Remontant progressivement vers le panache d’eau douce des fjords, des filets sont mis à l’eau pour la collecte de zooplanctons, de méduses, de poissons… autant de maillons de la chaîne alimentaire. Les chances de capturer des saumons qui remontent du Pacifique, poussés par les effets du changement climatique, sont ici infimes. « Le détroit est alimenté par les eaux de l’océan Arctique central. Le phénomène d »atlantification’ a lieu dans la mer de Barents, ou de manière comparable dans la mer des Tchouktches. Ici, on est encore trop au nord pour assister à l’invasion d’espèces. On sera plutôt surpris par des organismes qui n’ont pas encore été inventoriés en Arctique, mais dont l’aire de répartition s’étend naturellement vers le nord », raconte Mathieu Ardyna. Ainsi, le chercheur a repéré une algue bien connue plus au sud, qui s’agglutine en boules microscopiques dans les eaux du détroit.
Malgré le froid, les écosystèmes de l’Arctique sont actifs. « Ce qui contrôle la productivité, c’est surtout la lumière et les nutriments », explique-t-il. L’été, il peut y avoir 24 heures de jour, contrairement à l’hiver. « À l’approche des glaciers qui se terminent dans la mer, on entre dans une zone active où l’eau douce se déverse, chargée de nutriments et de sédiments, créant des panaches », décrit Audrey Limoges.
Au-delà des 80° de latitude, le navire se rapproche des dernières zones de glace. « C’est là qu’on pense que la glace pluriannuelle persistera le plus longtemps dans le futur, même si après un certain niveau de réchauffement cela risque quand même de fondre », rappelle-t-elle.
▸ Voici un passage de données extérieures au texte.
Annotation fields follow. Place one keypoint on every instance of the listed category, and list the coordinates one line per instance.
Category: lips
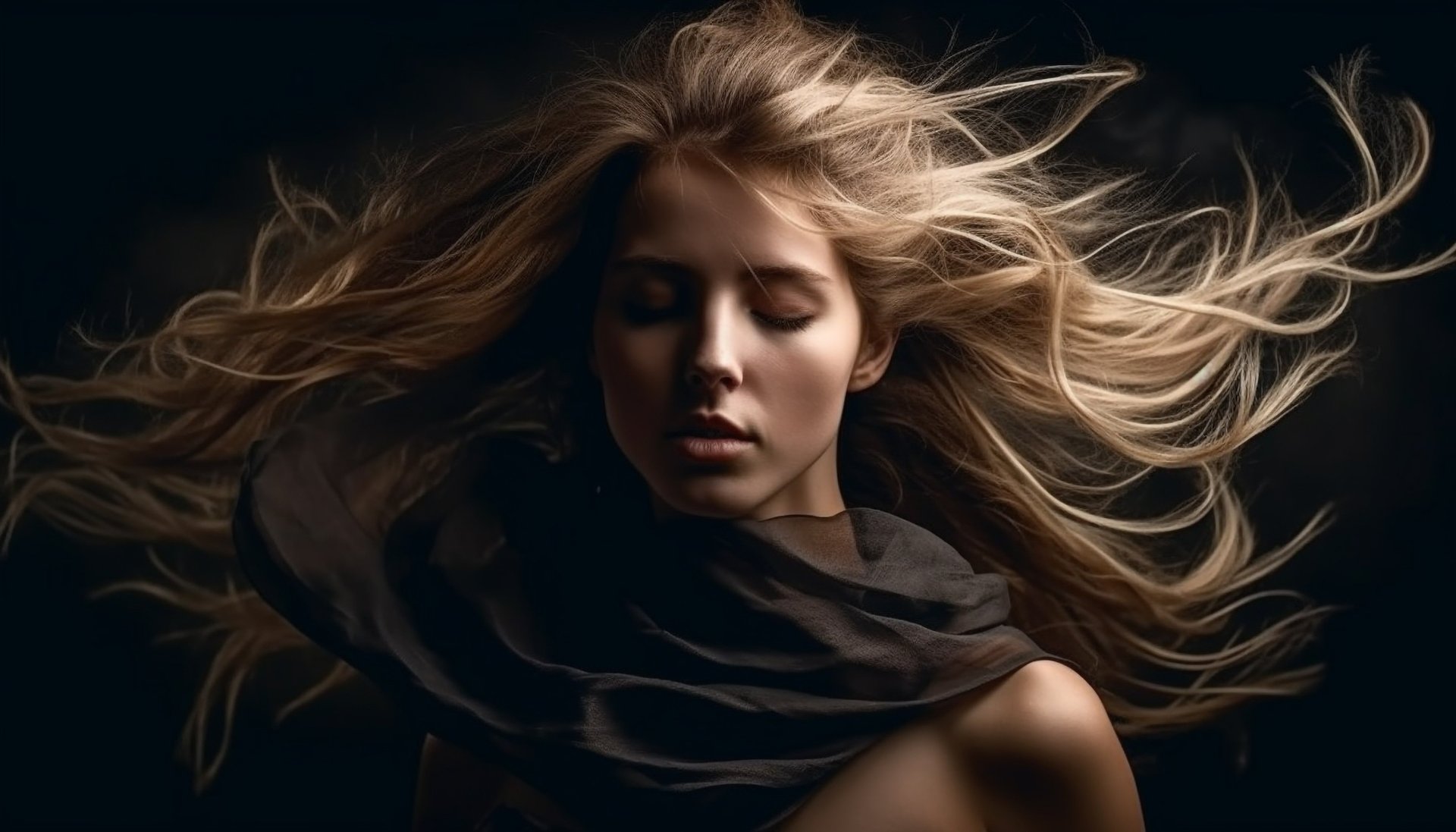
(710, 425)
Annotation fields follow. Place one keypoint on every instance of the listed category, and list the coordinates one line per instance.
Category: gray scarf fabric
(689, 673)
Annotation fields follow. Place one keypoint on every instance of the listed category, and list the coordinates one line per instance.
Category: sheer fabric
(692, 673)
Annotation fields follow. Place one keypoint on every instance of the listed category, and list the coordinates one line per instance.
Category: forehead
(692, 210)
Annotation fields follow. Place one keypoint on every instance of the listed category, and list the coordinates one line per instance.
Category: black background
(134, 174)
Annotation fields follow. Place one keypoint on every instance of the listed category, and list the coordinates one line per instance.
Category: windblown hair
(1063, 335)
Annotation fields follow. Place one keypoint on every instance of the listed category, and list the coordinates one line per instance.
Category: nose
(714, 357)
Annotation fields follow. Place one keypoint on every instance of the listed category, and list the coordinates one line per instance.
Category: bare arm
(455, 787)
(1044, 758)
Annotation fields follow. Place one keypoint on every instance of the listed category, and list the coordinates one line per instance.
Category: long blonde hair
(1063, 337)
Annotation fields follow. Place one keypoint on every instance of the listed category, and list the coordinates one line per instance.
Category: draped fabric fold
(695, 673)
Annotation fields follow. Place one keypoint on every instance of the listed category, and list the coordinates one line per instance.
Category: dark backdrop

Ces plaques de mer gelée sont des supports solides qui laissent passer la lumière et contiennent des nutriments. « Des crêtes de compression peuvent faire cinq mètres de haut, et, à l’intérieur, des interstices immergés à différentes profondeurs sont autant de supports pour la vie », décrit Mathieu Ardyna. « On veut comprendre comment la lumière passe à travers, comment les nutriments circulent et quels sont les échanges avec le fond. » Des lignes de mouillage opérationnelles depuis l’année dernière seront récupérées dans les jours qui viennent. Elles ont capté les particules voyageant entre la glace et le fond.
L’analyse des particules, des molécules et des fossiles permettra aux scientifiques de reconstituer les écosystèmes de l’Holocène (il y a 11 000 ans) voire de l’âge interglaciaire (il y a 130 000 ans). Ces périodes ont connu des degrés de réchauffement similaires à ceux que nous connaissons et pourrions connaître. Comprendre la longue histoire de ce refuge arctique aiderait les Inuit et les institutions canadiennes à poursuivre la gestion de l’aire marine protégée de Tuvaijuittuq. Selon Mathieu Ardyna : « Cet effort sans précédent contribuera à renforcer la conservation de cette région fragile en aidant à pérenniser les aires marines protégées de Tuvaijuittuq et Pikialasorsuaq, et permettra au grand public et aux jeunes générations de découvrir l’importance, l’unicité et le rôle mondial de ces environnements fascinants et menacés. »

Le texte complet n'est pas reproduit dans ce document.